Para determinar la velocidad del interior, se centraron en el campo magnético de la enana marrón. Un descubrimiento relativamente reciente encontró que los interiores de las enanas marrones generan fuertes campos magnéticos. A medida que la enana marrón gira, el campo magnético acelera las partículas cargadas que a su vez producen ondas de radio, que los investigadores detectaron con los radiotelescopios en la gran matriz Karl G. Jansky en Nuevo México.

Atmósferas Planetarias

El nuevo estudio es el primero en demostrar este método comparativo para medir la velocidad del viento en una enana marrón. Para medir su precisión, el grupo probó la técnica utilizando observaciones infrarrojas y de radio de Júpiter, que también está compuesto principalmente de gas y tiene una estructura física similar a una pequeña enana marrón. El equipo comparó las tasas de rotación de la atmósfera y el interior de Júpiter utilizando datos que fueron similares a los que pudieron recolectar para la enana marrón mucho más distante. Luego confirmaron su cálculo para la velocidad del viento de Júpiter utilizando datos más detallados recopilados por sondas que han estudiado a Júpiter de cerca, lo que demuestra que su enfoque para la enana marrón funcionó.

Los científicos han utilizado previamente Spitzer para inferir la presencia de vientos en exoplanetas y enanas marrones en función de las variaciones en el brillo de sus atmósferas en luz infrarroja. Y los datos del Buscador de planetas de velocidad radial de alta precisión (HARPS), un instrumento del telescopio La Silla del Observatorio Europeo Austral en Chile, se han utilizado para realizar una medición directa de las velocidades del viento en un planeta distante.

Pero el nuevo documento representa la primera vez que los científicos comparan directamente la velocidad atmosférica con la velocidad del interior de una enana marrón. El método empleado podría aplicarse a otras enanas marrones o a planetas grandes si las condiciones fuesen las correctas, según los autores.
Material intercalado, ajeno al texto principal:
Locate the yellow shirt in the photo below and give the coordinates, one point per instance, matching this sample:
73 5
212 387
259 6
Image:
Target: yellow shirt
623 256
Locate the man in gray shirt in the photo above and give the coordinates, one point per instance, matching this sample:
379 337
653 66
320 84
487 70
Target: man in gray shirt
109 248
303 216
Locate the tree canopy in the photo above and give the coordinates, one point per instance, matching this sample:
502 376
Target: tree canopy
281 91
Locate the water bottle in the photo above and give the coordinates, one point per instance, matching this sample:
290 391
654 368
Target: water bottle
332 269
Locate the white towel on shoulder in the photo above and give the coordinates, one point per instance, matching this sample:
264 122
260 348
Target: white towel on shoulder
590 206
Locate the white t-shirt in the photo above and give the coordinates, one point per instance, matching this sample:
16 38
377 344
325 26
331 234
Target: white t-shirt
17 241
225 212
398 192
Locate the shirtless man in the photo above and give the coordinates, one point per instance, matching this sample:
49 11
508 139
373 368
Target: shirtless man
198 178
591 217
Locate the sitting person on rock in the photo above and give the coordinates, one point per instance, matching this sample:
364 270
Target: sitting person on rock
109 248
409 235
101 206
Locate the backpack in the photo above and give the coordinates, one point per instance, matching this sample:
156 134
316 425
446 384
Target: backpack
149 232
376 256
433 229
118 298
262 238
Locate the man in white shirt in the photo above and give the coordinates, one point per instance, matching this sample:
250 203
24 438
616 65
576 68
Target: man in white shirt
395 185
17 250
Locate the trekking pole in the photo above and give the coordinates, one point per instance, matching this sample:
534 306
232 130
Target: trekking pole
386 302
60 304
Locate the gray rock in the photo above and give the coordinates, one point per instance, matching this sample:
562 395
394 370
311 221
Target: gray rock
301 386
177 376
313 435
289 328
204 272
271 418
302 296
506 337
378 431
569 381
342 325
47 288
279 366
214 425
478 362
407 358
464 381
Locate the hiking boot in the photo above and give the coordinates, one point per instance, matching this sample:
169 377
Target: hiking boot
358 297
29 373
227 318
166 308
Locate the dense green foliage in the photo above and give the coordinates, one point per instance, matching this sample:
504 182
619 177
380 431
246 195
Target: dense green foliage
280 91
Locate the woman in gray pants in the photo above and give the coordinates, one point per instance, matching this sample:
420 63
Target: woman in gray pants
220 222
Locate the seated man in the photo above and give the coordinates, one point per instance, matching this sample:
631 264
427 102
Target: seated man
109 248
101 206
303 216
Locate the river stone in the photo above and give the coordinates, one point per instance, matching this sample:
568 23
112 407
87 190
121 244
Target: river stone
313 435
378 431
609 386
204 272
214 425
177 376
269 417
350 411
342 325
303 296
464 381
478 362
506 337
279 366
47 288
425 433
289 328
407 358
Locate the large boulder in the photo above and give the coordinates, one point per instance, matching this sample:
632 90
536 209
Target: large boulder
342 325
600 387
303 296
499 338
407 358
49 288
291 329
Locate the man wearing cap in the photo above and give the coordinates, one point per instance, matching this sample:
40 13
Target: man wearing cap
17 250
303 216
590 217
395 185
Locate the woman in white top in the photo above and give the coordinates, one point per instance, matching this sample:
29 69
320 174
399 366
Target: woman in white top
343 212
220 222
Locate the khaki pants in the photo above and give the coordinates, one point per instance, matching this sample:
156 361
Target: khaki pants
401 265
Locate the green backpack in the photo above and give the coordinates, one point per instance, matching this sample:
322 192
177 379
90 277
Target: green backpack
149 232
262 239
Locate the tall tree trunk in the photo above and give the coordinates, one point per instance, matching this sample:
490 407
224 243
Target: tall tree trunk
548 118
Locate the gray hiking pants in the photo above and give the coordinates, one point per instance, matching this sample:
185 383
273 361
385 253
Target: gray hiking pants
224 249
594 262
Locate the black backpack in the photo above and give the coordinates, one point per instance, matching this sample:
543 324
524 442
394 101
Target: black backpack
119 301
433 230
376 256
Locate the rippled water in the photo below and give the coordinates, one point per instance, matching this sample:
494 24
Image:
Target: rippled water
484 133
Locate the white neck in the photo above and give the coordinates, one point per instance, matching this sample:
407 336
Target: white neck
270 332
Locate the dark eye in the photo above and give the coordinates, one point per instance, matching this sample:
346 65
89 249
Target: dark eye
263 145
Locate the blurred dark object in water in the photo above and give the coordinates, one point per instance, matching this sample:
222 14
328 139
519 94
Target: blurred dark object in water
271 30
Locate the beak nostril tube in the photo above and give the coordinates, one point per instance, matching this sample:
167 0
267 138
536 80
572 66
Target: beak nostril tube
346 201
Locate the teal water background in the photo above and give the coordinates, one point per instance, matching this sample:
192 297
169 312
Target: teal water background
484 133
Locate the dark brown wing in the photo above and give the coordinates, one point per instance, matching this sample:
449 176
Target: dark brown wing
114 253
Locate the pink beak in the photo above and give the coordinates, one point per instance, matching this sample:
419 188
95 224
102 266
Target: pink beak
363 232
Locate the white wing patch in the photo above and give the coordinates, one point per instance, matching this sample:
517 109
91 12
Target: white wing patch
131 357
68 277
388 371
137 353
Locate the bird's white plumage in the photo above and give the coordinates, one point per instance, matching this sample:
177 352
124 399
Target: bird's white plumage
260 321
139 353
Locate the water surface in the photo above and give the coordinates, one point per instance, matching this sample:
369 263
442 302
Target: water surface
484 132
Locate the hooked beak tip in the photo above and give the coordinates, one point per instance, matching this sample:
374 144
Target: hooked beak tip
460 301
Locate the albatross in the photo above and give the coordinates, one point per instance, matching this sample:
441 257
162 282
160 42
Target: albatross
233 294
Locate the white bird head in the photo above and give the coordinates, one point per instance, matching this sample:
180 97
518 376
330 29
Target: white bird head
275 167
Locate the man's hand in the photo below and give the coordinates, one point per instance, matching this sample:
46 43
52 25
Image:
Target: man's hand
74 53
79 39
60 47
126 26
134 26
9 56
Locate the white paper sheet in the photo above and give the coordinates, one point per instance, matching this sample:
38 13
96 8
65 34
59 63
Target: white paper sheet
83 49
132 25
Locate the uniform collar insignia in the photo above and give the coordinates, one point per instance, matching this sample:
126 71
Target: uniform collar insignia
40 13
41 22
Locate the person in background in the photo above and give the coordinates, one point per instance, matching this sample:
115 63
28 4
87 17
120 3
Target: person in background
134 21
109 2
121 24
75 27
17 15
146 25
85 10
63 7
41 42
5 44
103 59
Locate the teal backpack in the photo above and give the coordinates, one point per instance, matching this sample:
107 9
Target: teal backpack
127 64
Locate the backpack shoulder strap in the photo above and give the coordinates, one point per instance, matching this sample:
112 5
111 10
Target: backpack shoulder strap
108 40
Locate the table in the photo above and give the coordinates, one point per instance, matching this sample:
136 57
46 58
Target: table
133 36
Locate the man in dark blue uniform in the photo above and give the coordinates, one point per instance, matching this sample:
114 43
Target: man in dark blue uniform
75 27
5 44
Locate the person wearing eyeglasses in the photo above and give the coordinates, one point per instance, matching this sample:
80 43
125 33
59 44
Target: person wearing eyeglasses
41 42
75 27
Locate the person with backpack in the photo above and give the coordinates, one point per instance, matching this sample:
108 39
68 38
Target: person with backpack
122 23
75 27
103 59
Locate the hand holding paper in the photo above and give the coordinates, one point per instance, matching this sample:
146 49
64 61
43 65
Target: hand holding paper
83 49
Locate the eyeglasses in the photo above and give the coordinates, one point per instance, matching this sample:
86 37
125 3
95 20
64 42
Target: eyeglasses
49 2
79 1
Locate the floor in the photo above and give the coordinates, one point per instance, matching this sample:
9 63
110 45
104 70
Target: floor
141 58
“Creemos que esta técnica podría ser realmente valiosa para proporcionar información sobre la dinámica de las atmósferas de exoplanetas”, dijo la autora principal Katelyn Allers, profesora asociada de física y astronomía en la Universidad de Bucknell en Lewisburg, Pennsylvania. “Lo que es realmente emocionante es poder aprender sobre cómo la química, la dinámica atmosférica y el entorno alrededor de un objeto están interconectados, y la posibilidad de obtener una visión realmente integral de estos mundos”.

El telescopio espacial Spitzer fue desarmado el 30 de enero de 2020, después de más de 16 años en el espacio. JPL gestionó las operaciones de la misión Spitzer para la Dirección de Misiones Científicas de la NASA en Washington. Los datos científicos de Spitzer continúan siendo analizados por la comunidad científica a través del archivo de datos de Spitzer ubicado en el Infrared Science Archive ubicado en IPAC en Caltech. Las operaciones científicas se llevaron a cabo en el Centro de Ciencias Spitzer en IPAC en Caltech en Pasadena. Las operaciones de naves espaciales se basaron en Lockheed Martin Space en Littleton, Colorado. Caltech gestiona JPL para la NASA.